A summary of extra information provided during the course HNH37806. This extra information is important for the exam. The course is given for BSc Nutrition and Health students at WUR.
Self-sufficiency in growth signals: cancer cells can generate most of the growth signals by
themselves, thereby reducing their dependence on external stimuli.
Insensitivity to growth suppressive signals: cancer cells can subvert the mechanisms that
control cell cycle progression and thereby prevent senescence(=irreversible growth arrest).
Ability to evade programmed cell death: cancer cells can expand in number without
undergoing apoptosis (they are ‘immortal’).
Enabling replicative immortality: normal cells stop dividing when the telomeres (ends of the
chromosomes) are too short. Cancer cells have an enzyme, called telomerase, that can
extend the shortened telomere ends. Therefore, the cells will not stop dividing.
Sustained angiogenesis: tumours can trigger the formation of new vasculature for the oxygen
and nutrient needs.
Tissue invasion and metastasis: cancer cells have the ability to invade, settle in and grow in
distant tissues.
Additional hallmarks 2022:
Phenotypic plasticity and disrupted differentiation (emerging hallmark): malignant cells
evade differentiation and unlock phenotypic plasticity to continue growing. They can change
their identity into something more inclined to proliferate.
Non-mutational epigenetic reprogramming (enabling hallmark): cancer cells can reprogram a
large number or gene-regulation networks to alter gene expression and favour the
acquisition of hallmark capabilities.
The microbiome (enabling hallmark): our body is colonised by many microorganisms that
contribute to human health and disease. Some of these microorganisms can exert protective
or deleterious effects on cancer development, progression and response to therapy.
In certain contexts, senescent cells can stimulate tumour
development and malignant progression. Therefore,
senescent cells should be included as significant
components of the tumour microenvironment.
Epigenetics in cancer
Epigenetics: heritable changes in gene expression that
are not due to any alteration in the DNA sequence. The
best known epigenetic marker is DNA methylation. In
humans, DNA methylation occurs in cytosines that are
next to guanines, the CpG sites. The CpG sites are not
randomly distributed in the genome, instead, there are
CpG-rich regions, the CpG islands (often in the promotor
region of a gene). Repetitive genomic sequences are often hypermethylated, which probably
prevents chromosomal instability, translocations and gene disruption (the sequences are silenced).
DNA methylation is a form of expression, genes can be silenced when hypermethylated in the
promotor region. A methyl group is brought to the gene by DNA methyltransferases.
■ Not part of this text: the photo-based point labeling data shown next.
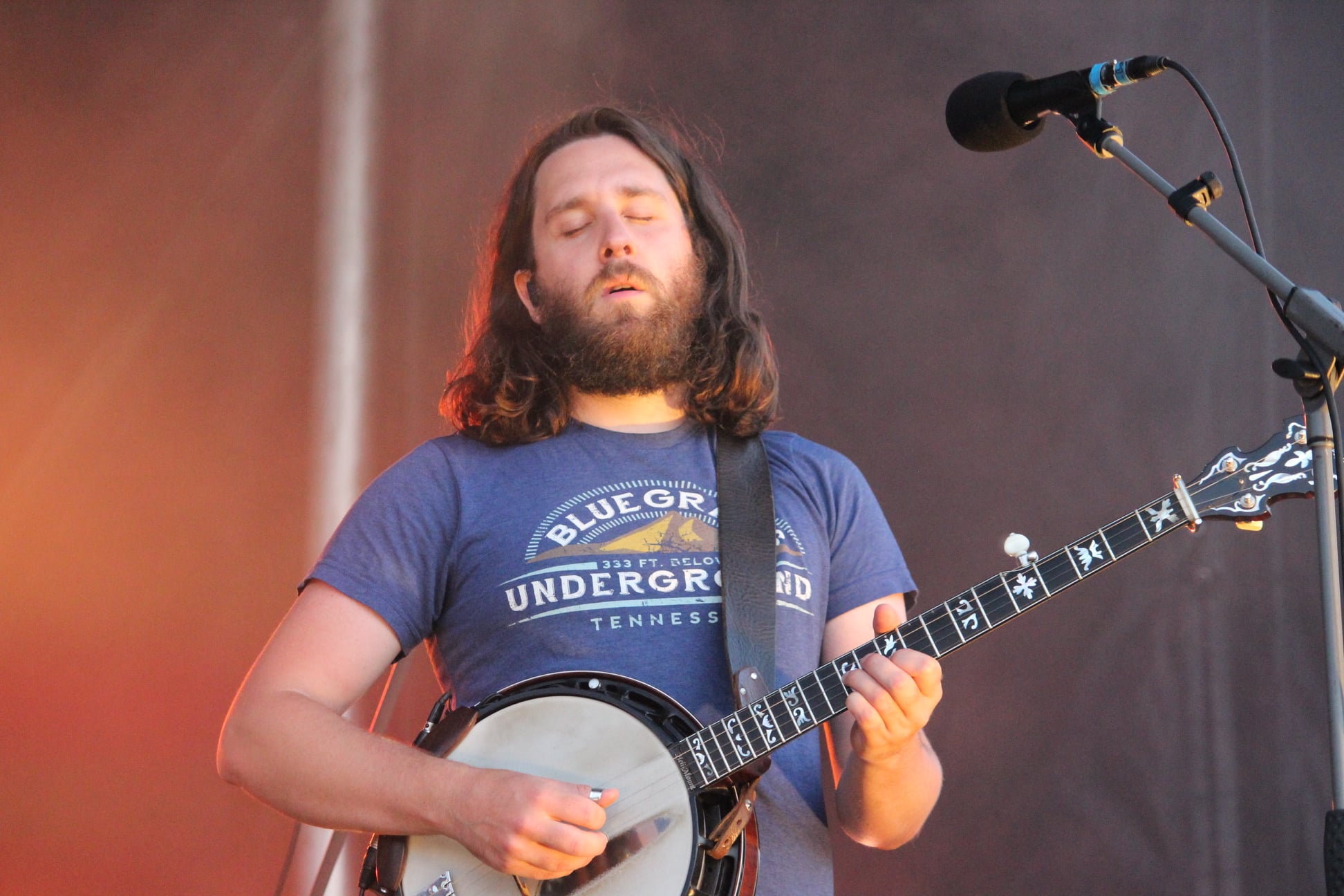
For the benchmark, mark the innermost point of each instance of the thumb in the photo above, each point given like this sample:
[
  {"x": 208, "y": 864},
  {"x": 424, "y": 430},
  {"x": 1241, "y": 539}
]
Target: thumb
[{"x": 885, "y": 618}]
, During cancer development, those repetitive sequences are often hypomethylated (removal of
methyl groups). This contributes to the development of a cancer cell in three ways:
1. Generation of chromosomal instability
2. Reactivation of transposable elements
3. Loss of imprinting
Undermethylation can favour mitotic recombination, leading to deletions and translocations.
In some cancer cells, CpG islands in the promotor regions become methylated, to, for example,
silence tumour suppressor genes or DNA repair genes. In other cancer cells, the islands become
demethylated to express the normally supressed genes. Epigenetic inactivation in cancer by
hypermethylation occurs in sporadic tumours as well as in inherited cancer syndromes.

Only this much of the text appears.